Comunidade cristã que sofreu ataque do Boko Haram, na Nigéria. (Foto ilustrativa: Portas Abertas)
Mais de 150 cristãos foram sequestrados por homens armados durante ataques simultâneos a três igrejas no noroeste da Nigéria, informou nesta segunda-feira (19) um parlamentar estadual à Associated Press.
O ataque ocorreu no domingo, na comunidade de Kurmin Wali, na região de Kajuru, enquanto aconteciam cultos na Igreja Evangélica Vencedora de Todos (ECWA) e na denominação Querubins e Serafins.

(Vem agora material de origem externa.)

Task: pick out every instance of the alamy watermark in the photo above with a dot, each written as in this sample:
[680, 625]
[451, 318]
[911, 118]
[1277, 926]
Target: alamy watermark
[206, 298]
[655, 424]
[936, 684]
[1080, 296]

Uma igreja católica também foi alvo da ação, segundo informou Usman Danlami Stingo, deputado estadual que representa a região.
Embora a polícia do estado de Kaduna tenha divulgado números preliminares mais conservadores, indicando que dezenas de pessoas permanecem em cativeiro, o reverendo John Hayab afirmou que o total de sequestrados pode ultrapassar 160 pessoas.
“Até ontem, 177 pessoas estavam desaparecidas, e 11 retornaram. Então ainda temos 168 desaparecidas”, disse ele.
A polícia do estado de Kaduna não se pronunciou sobre o caso.
Nenhum grupo reivindicou a autoria dos ataques.
Ataques frequentes
Esses tipos de ataques são frequentes na Nigéria, o país mais populoso da África, onde gangues e milícias religiosas costumam atacar comunidades remotas, marcadas por pouca segurança e presença limitada do governo.
Grupos armados da etnia fulani, de maioria muçulmana, atuam principalmente nas regiões norte e central do país, promovendo violência contra comunidades cristãs e realizando sequestros para exigir resgates.
A região norte da Nigéria é a mais afetada por esse tipo de violência.
O incidente de domingo é o mais recente sequestro em massa em meio à série contínua de ataques com motivação religiosa no país.
Agressões semelhantes contra igrejas já levaram o então presidente dos EUA, Donald Trump, e alguns legisladores americanos a alegarem perseguição a cristãos.
Em 25 de dezembro, o governo norte-americano realizou ataques militares em Sokoto, supostamente visando um grupo ligado ao Estado Islâmico na área.
O governo da Nigéria rejeitou a descrição das crescentes crises de segurança no país como um “genocídio cristão”.